Oil-service giant Schlumberger has seen little fallout in its Russian operations as a result of escalating tensions with Ukraine that racheted up Thursday with the crash of a Malaysia Airlines jet.
The flight, allegedly shot down by pro-Russian separatists in an act that killed all 298 on board, came after the US this week had already imposed fresh sanctions on Russia following its annexation of the Crimea region earlier this year.
Ukraine and Russia have both denied involvement in the incident.
"As of now nothing has really changed for our position in Russia," chief executive Paal Kibsgaard told investors on a conference call detailing the company's second-quarter results.
"So far, that has no real impact on our business."
A weaker ruble did hit results in the first quarter but since rebounded in the second, Kibsgaard said.
"So, as of now, no impact on sanctions and whether there will be impact in the future is a bit difficult to comment on, but as of now, we continue business as usual."
Schlumberger reported improvement as Russian operations "recovered markedly from the effects of a harsh winter" with a rebound in drilling activity, it said in its financial details.

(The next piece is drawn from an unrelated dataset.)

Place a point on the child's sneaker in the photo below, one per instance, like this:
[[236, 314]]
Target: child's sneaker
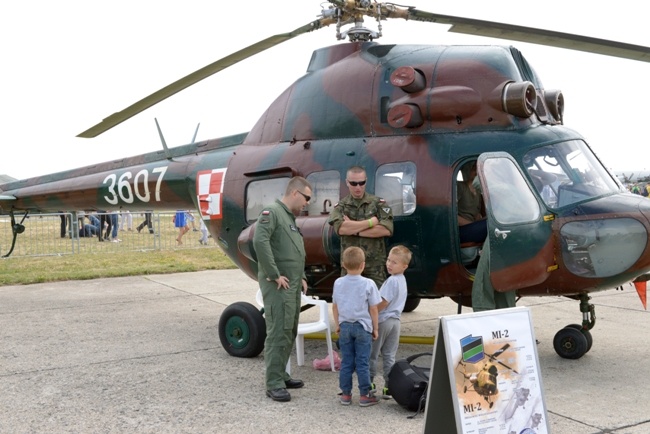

"In Russia, so far this year, activity has been as planned or even slightly stronger," Kibsgaard continued.
GazpromNeft and Schlumberger also earlier this year signed an agreement "aimed at increasing the efficiency of the planned Bazhenov shale development project in the southern part of the giant Priobskoe oilfield in Western Siberia."
The MH17 flight is alleged to have been shot down on Thursday by anti-aircraft missiles from Ukrainian territory occupied by pro-Russian separatists, killing all 298 passengers and crew on board.